We are being fed fairly well now. The Machine Gun Section has a cook of its own. Our Bill of Fare runs something like this.
Breakfast: Bacon, tea, bread or biscuits
Dinner: Tea, rice and a tin of bully beef if you feel like it.
Tea: Tea and stew (bully beef, rice, dried vegetables).
Sometimes we get fresh meat our supply of this depends on the weather. Often it is too rough to land stores, then we go short of fresh meat and bread. Besides this we have sugar, jam, milk issued daily and at present we have any amount of raisins. We are only waiting for an issue of flour to try our hands at a plumduff.
We are back here in much the same position as that we left when we went away for our spell and as far as I can see are likely to be here for the winter.

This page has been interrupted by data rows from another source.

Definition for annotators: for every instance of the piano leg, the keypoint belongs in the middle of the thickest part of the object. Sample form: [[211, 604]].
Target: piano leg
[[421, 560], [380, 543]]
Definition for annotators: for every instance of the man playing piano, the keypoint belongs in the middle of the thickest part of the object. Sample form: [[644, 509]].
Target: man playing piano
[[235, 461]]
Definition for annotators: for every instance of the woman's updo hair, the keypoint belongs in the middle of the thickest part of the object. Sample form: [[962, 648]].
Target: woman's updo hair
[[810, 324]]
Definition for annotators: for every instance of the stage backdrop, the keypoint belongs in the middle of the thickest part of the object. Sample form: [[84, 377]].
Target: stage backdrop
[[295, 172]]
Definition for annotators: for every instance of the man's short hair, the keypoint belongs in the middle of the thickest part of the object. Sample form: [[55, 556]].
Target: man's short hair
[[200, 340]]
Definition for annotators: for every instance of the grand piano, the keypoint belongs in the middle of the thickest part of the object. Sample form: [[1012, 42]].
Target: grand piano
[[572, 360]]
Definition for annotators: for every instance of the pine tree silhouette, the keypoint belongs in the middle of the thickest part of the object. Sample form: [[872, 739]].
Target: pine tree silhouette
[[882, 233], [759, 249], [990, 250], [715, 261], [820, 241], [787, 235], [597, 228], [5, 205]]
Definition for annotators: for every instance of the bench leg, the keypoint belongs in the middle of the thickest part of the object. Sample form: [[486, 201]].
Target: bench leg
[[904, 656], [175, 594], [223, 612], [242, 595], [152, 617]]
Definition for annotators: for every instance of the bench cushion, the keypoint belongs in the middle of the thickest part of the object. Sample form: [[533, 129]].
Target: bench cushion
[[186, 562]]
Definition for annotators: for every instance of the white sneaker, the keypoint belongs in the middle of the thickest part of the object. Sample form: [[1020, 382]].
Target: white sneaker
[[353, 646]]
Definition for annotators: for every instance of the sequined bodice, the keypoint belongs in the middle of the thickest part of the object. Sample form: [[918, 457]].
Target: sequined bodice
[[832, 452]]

I received your letter in which you asked me to wire about the warm clothing. Cabling from here means writing to someone in Alexandria and enclosing the money and asking them to send it. For the present I am fairly well off for clothing and if it becomes very cold one can always put on his change of clothing besides what he wears ordinarily. That would mean a little more time spent in the daily hunt for lice and fleas. The trenches and bivouacs are all infested with these vermin and all one can do is try and keep their numbers down.
Both an outgoing and incoming mail were sunk last week; but taking it all through we do not lose much mail in that way.
I hope this finds you all in good health. I am at present in good health and spirits and now that the flies and dust have gone should be able to keep fit.
With love to all,
Rawei.

1 comment:

  1. Rawei appears remarkably positive about life in the trenches, but it certainly sounds unpleasant at times!